Preparations for the special session in New York had been under way for several months. The process included a forum meeting in The Hague, and then the work of the preparatory committees, organized by the UNFPA. As the session ended with the adoption of the consensus text, many were relieved that all the hard work had paid off. "The process of arriving at a consensus was extraordinarily difficult, but the result was gratifying", said Ambassador Anwarul Karim Chowdhury of Bangladesh, Chairman of the Ad Hoc Committee of the Whole, who observed that it enabled the nations of the world to go one step further than the Cairo Conference had five years earlier.
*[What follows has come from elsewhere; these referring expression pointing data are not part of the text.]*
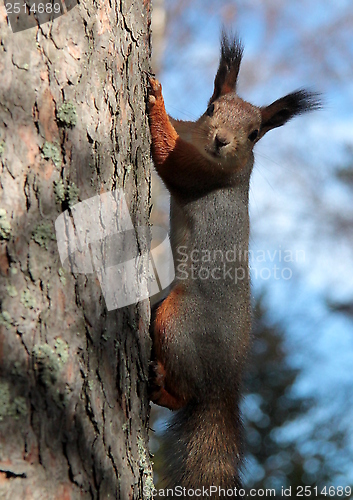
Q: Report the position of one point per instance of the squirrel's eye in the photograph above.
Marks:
(210, 110)
(253, 135)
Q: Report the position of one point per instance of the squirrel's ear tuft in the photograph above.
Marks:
(229, 64)
(282, 110)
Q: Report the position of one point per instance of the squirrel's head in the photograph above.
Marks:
(227, 131)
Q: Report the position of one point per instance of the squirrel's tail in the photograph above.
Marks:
(204, 449)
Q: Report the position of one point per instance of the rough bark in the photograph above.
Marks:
(73, 393)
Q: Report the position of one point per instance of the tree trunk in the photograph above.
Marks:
(73, 381)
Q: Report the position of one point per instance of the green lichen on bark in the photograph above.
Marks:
(5, 226)
(51, 152)
(6, 319)
(11, 407)
(11, 290)
(72, 194)
(59, 191)
(43, 234)
(67, 115)
(27, 299)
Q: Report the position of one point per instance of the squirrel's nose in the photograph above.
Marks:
(221, 141)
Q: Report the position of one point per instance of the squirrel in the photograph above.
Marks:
(202, 330)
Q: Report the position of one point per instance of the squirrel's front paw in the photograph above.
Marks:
(155, 91)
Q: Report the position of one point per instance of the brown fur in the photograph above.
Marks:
(201, 332)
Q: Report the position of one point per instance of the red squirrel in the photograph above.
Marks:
(201, 330)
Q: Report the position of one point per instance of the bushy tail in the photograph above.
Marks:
(203, 443)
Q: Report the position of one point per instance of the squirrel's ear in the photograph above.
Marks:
(282, 110)
(229, 64)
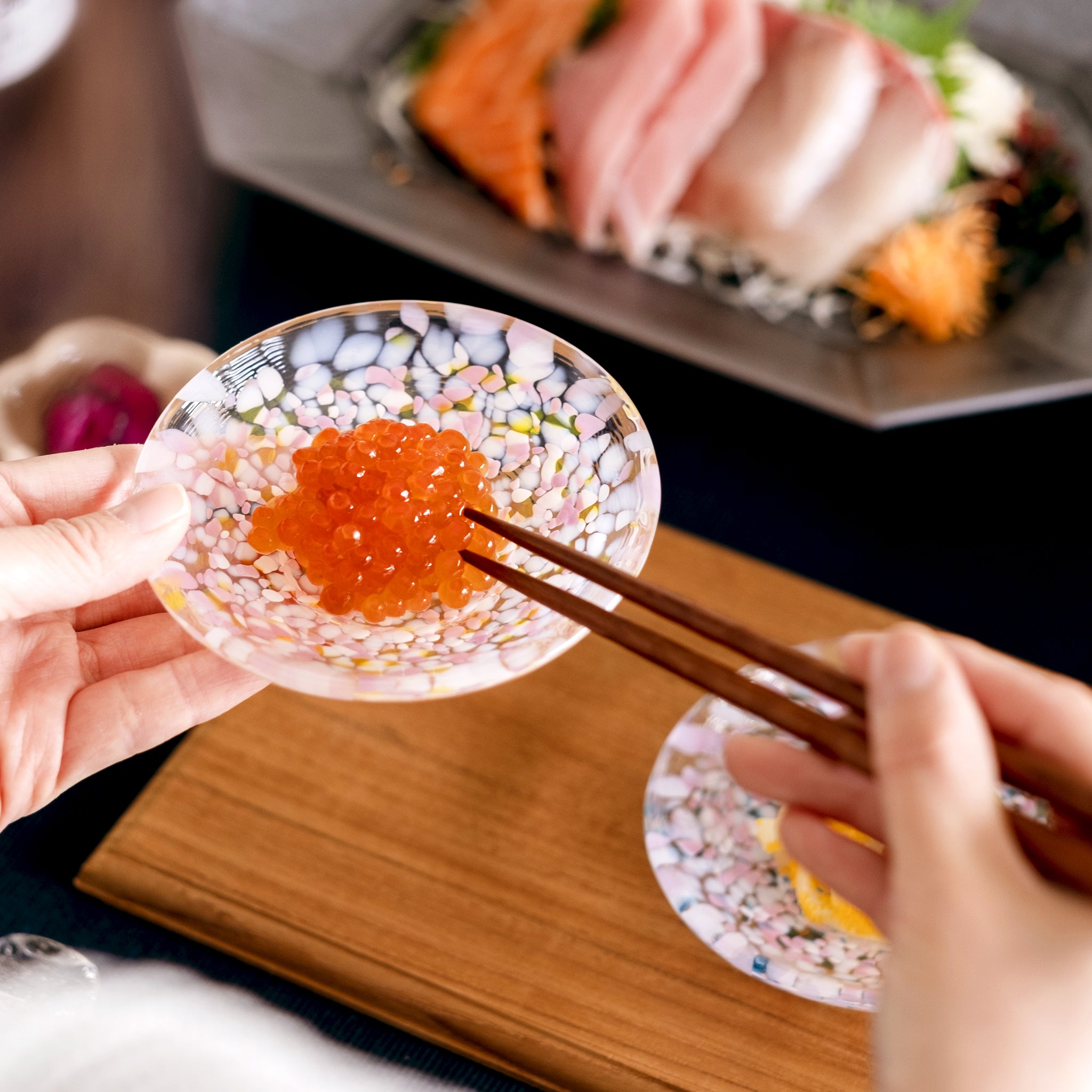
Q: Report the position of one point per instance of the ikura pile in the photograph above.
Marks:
(376, 520)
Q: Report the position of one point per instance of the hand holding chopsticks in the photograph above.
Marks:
(1061, 851)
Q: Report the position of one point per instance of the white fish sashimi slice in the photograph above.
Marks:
(602, 99)
(899, 171)
(801, 123)
(703, 103)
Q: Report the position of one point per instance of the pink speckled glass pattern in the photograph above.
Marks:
(568, 452)
(699, 832)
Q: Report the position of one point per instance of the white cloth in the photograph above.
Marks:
(157, 1028)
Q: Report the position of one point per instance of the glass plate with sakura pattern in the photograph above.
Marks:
(700, 838)
(569, 456)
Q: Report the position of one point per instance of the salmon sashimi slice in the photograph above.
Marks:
(899, 171)
(798, 128)
(701, 105)
(602, 100)
(483, 101)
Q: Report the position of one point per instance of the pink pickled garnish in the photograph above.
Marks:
(108, 405)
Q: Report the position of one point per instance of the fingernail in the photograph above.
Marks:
(904, 662)
(153, 509)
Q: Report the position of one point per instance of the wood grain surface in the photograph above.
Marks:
(474, 870)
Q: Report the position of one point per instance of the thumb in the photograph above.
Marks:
(63, 564)
(934, 759)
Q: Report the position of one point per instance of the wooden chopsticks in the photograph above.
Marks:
(1062, 850)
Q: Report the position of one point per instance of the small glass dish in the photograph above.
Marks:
(702, 844)
(568, 456)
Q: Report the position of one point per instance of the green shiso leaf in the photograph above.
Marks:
(600, 19)
(927, 34)
(422, 50)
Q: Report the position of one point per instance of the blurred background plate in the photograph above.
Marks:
(284, 105)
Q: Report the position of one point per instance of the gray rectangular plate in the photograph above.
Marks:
(302, 133)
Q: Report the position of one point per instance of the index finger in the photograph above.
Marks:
(1049, 713)
(75, 483)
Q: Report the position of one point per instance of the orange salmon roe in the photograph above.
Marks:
(376, 519)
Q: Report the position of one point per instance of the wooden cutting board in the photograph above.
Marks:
(474, 870)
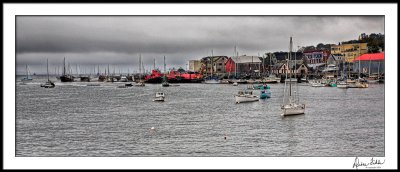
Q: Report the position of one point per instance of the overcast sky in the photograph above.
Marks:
(118, 40)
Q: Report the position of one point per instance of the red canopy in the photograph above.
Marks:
(367, 57)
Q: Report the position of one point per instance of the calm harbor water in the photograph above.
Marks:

While there were attempts by some delegations to reopen negotiations on the Cairo text, he added that the text was a hard-earned consensus to be respected by countries, and that their focus should be instead in the further implementation of the Cairo agenda.

In five years, significant advances have been made as a result of the Cairo Conference. Reproductive health is being understood in a rights-based approach, such as family planning and sexual health, including the rights of migrants, refugees and displaced persons, and adolescent reproductive health. Gender-based violence is being included within the health package. And many countries recognized the rights of women as fundamental human rights.

But, as the review process concluded, ideological, cultural and traditional differences are preventing progress in discussions towards universal ethical standards. There is still a lack of commitment to the right of adolescents to reproductive health information and services. Other issues that made significant advances, but are still far from meeting Programme of Action targets, include the needs of women and adolescent girls in emergency situations, standards of quality of care, male responsibility and services for men, HIV/AIDS, maternal health and mortality reduction.